Hans organiseerde demonstraties, gaf interviews en probeerde de CPN er van te overtuigen dat ook zij links waren, een beetje anarchisties, maar niet boosaardig, sektaries of arbeidersvijandig. Tevergeefs en een ervaring die zich later nog vele malen zou herhalen. "Het was een krankzinnige situatie, die ik ook later met Proloog en bij akties in het onderwijs meemaakte. Ze waren altijd tegen. Ze konden je niet gebruiken in hun jacht naar erkenning en posities. Onafhankelijke kritiese stromingen zijn een risiko. Zo ervaar ik het ook nu met de vakbond."

Het verdwijnen van de CPN geeft Boot echter weinig voldoening. "De CPN heeft ontzettend veel meegetrokken.

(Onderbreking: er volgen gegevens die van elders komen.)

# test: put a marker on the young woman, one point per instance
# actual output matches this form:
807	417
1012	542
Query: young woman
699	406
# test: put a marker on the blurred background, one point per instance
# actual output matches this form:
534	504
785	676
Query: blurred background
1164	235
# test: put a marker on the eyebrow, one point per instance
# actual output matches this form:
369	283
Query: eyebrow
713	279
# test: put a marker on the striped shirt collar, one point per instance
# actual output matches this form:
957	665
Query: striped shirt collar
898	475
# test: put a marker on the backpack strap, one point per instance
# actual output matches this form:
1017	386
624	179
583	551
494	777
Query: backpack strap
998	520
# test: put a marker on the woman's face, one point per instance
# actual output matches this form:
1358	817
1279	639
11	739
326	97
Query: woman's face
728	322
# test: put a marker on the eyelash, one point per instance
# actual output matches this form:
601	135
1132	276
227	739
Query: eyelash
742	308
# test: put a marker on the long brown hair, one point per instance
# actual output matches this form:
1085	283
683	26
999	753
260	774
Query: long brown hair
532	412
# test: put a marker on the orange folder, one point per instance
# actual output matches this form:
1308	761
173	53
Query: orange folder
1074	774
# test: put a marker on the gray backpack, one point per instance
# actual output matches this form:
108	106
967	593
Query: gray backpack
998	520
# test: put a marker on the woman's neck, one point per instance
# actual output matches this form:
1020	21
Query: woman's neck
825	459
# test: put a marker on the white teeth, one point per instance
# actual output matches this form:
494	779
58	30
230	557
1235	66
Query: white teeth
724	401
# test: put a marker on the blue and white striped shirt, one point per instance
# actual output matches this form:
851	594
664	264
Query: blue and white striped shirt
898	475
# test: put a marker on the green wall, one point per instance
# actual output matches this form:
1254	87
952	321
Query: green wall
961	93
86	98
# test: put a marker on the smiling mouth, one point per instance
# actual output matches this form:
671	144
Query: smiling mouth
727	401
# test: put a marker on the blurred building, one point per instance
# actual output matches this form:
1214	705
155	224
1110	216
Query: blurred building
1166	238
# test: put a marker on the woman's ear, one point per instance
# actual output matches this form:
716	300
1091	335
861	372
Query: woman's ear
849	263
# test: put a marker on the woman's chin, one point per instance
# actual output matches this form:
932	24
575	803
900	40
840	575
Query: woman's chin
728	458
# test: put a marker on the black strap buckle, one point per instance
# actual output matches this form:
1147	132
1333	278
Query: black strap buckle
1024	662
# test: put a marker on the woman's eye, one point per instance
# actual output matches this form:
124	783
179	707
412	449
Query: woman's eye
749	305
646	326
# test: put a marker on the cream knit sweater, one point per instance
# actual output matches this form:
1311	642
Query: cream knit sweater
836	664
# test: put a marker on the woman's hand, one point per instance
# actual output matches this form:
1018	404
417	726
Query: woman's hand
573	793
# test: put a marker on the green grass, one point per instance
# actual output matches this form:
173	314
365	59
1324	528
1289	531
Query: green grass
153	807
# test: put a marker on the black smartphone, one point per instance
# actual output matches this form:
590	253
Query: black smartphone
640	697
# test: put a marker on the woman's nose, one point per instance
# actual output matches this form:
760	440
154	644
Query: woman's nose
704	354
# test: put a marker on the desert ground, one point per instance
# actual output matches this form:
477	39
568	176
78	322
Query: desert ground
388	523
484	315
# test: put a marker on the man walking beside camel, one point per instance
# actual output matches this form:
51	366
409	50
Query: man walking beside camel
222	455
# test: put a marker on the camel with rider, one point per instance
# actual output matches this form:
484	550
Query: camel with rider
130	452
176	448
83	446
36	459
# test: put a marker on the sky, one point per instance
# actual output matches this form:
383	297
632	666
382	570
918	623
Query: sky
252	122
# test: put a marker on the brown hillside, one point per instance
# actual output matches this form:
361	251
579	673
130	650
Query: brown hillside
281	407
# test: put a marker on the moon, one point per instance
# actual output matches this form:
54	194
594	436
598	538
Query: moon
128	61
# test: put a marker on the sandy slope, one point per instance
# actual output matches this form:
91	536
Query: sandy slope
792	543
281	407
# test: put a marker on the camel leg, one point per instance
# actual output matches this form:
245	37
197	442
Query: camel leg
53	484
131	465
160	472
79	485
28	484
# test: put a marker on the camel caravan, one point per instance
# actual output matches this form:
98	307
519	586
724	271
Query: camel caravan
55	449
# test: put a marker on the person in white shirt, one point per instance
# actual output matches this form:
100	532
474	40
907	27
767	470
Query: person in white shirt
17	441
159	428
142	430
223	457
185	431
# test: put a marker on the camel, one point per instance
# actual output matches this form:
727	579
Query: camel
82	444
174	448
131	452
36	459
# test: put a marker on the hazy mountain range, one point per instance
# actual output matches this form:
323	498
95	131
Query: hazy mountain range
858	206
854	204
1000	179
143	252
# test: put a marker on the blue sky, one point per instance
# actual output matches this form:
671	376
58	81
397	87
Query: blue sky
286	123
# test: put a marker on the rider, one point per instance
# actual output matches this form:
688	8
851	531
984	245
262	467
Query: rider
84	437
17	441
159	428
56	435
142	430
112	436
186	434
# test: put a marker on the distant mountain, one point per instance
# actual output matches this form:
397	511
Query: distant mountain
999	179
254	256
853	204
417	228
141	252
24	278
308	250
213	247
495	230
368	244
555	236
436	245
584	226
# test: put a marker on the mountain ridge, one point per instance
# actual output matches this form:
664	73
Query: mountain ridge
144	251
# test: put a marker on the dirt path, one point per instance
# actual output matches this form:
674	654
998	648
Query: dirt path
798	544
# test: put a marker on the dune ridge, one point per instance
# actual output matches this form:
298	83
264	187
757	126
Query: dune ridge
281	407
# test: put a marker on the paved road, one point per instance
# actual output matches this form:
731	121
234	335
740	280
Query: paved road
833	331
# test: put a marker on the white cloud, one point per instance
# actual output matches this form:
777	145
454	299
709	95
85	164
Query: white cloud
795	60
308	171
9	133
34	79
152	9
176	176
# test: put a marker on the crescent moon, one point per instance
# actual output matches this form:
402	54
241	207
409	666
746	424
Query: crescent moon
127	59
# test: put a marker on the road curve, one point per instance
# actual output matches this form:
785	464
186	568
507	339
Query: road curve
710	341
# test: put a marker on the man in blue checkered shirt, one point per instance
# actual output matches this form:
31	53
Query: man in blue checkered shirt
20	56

Er is een geweldige demoralisatie. Je moet vaststellen dat onze kritiek op het stalinisme bevestigd is. Maar het is het gelijk van het graf geworden. Er staat niet eens een steen op. De ex-partijleden zijn gaan schijten op hun eigen geschiedenis. Als een zwarte weduwe vraten ze de partij na de paring op. Zo gulzig dat behalve de CPN eigenlijk de hele linkse beweging in diskrediet wordt gebracht. Spraakmakers als Gijs Schreuders ontbreekt het aan een elementair fatsoen. Dom en huichelachtig. Als zij fout waren, dan was dus de hele linkse beweging fout, omdat zij het kloppend hart van die beweging waren, zo redeneren ze. Het is een geweldig probleem. Natuurlijk niet voor die mekkerende intellektuelen. Zij maken van de neergang van de partij en hun eigen betrokkenheid erbij een kredietpunt in hun verdere karrière. Maar de gewone CPN leden staan in de kou; politiek, maar vaak ook sociaal totaal geïsoleerd. En dat heeft ook zijn weerslag op de vakbeweging. Vaste plekken zijn verdwenen. We moeten het voortaan doen zonder die hard werkende mannen en vrouwen. Waarom zit je hier eigenlijk? Je wilde weten waarom ik politiek aktief bleef? Nu, dan heb je het antwoord. Ik ben tot veel bereid, wil alles ter diskussie stellen, maar niet mijn eigen geschiedenis bevlekken. Door dat te doen, neemt men de kleur aan van de politieke tegenstander en die prijs is me te hoog."

Jan Willem Stutje (ABOP)

Foto bij artikel Ik zit er midden in maar hoor er niet bij nr.50Hans Boot (78 Kb)
Tekening bij artikel Ik zit er midden in maar hoor er niet bij nr.50Tekening (85 Kb)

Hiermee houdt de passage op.